Chronic therapies involving protein or peptide drugs to treat conditions such as diabetes, cancer, hepatitis, and osteoporosis represent the continuing shift of the pharmaceutical industry toward biotherapeutics. Due to lifestyle issues and an aging population, the number of patients requiring these medications is growing rapidly. Health care economics often require these agents to be administered without office visits, mandating the need for formulations that allow for subcutaneous (SC) injection, rather than intravenous (IV) infusion. No predictive model for SC injection outcomes in man has been identified; the prospect of clinically testing a number of formulations is prohibitively expensive. Thus, development programs for many promising agents are often halted when formulations identified with sufficient shelf-life stability and sufficient preclinical efficacy result in low or variable bioavailability (% BA) following SC injection when tested in the clinic. Such outcomes result in significant lost opportunity costs, imparting a substantial addition to research and development costs that are ultimately reflected in drug pricing, which impacts overall healthcare expenses.

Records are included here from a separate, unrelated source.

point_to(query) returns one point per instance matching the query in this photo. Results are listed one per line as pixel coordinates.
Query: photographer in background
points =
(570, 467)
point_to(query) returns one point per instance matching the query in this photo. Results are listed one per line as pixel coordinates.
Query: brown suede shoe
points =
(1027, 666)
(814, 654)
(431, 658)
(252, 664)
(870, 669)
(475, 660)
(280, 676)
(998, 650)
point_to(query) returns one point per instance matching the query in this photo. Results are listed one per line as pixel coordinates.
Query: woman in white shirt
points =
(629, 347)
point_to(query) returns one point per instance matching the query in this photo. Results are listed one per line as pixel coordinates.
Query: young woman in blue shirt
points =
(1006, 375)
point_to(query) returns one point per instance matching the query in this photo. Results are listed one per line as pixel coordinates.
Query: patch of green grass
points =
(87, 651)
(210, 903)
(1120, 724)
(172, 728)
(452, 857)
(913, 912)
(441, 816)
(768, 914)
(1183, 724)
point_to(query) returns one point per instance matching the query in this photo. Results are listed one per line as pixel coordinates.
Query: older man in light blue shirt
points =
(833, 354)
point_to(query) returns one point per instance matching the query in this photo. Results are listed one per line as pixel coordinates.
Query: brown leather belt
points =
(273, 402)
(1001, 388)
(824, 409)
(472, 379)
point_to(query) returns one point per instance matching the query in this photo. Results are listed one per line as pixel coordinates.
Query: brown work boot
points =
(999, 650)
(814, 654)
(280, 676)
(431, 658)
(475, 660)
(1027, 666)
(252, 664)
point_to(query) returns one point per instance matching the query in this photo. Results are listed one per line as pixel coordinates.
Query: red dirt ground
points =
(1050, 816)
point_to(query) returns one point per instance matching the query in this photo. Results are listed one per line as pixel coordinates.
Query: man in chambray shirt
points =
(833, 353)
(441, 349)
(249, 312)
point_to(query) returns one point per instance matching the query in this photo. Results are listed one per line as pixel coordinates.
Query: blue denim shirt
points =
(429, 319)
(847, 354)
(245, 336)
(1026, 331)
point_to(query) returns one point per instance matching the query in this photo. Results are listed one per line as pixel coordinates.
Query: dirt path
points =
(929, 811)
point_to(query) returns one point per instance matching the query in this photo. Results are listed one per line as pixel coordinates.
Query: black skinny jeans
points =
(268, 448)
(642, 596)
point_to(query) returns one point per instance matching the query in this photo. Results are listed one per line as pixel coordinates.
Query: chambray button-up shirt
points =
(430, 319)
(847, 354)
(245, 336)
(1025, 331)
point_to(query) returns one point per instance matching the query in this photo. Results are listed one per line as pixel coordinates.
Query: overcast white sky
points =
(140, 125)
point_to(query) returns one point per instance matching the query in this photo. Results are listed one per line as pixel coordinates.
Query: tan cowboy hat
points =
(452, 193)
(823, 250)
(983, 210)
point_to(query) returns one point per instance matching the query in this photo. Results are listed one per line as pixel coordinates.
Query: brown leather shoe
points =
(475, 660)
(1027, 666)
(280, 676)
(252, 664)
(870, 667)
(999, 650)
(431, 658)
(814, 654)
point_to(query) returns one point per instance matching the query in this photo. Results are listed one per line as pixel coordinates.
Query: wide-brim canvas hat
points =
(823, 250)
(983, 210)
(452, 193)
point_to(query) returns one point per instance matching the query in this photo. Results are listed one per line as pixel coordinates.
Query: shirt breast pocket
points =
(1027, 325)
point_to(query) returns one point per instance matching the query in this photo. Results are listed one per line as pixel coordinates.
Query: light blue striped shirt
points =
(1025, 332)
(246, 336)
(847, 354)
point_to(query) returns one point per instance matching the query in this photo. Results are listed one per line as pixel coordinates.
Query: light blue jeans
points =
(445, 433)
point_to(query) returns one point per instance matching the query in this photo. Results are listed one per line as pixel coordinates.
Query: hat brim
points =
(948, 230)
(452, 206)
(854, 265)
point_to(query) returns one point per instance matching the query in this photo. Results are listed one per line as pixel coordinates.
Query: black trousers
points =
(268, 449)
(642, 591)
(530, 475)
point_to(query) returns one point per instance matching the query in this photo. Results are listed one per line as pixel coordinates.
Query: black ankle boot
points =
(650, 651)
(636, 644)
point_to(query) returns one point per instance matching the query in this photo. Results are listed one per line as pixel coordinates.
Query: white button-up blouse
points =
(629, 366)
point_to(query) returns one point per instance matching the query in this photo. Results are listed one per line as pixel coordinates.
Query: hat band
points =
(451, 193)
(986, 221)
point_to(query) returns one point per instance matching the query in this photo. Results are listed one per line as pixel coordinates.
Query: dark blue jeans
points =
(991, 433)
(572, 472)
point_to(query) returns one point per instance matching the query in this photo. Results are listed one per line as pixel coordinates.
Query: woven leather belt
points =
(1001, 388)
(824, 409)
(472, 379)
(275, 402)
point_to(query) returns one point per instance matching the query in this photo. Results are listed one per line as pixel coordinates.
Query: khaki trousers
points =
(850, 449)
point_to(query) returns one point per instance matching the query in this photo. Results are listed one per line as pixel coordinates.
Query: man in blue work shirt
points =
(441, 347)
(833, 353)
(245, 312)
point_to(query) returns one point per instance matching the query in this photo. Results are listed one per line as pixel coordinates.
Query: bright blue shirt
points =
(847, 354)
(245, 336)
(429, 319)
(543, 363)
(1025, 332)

There are several reasons for this state of the affairs. The first is that there is limited knowledge of what a protein or peptide in a formulation experiences during the critical first hour following administration, in particular by subcutaneous injection, and without this information, formulation scientists cannot design formulations to take account of these processes. Thus, rather than addressing the problem of understanding what happens when a biotherapeutic is administered, formulation scientists and regulatory authorities can only focus on extending the shelf life of the formulation prior to administration by attempting to minimise conflicting chemical and physical degradation pathways and to hope that this is compatible for (e.g.) subcutaneous injection. Current subcutaneously administered formulations typically have a 2 to 3 year shelf life using pH 5-6 and various combinations excipients such as detergents, preservatives, sugars and/or human albumin. However, with no information regarding the events that take place on administration and at the injection site, there is no systematic approach to address problem of poor or variable bioavailability through formulation changes. The present invention attempts to address this unmet need in the art.
U.S. Pat. No. 4,812,407 describes an apparatus for testing the diffusion behaviour of a drug in which a radiolabelled drug is introduced into a donor compartment and allowed to diffuse through a membrane into a surrounding acceptor compartment. A measuring device such as a scintillation counter is used to detect the quantity or concentration of the radiolabelled drug in the acceptor compartment.
EP 2182342 discloses an apparatus and method for testing dissolution of a drug using a chamber with two compartments separated by a membrane which is permeable to dissolved drug, but impermeable to the drug in an undissolved form. A similar approach is disclosed in WO 00/46597.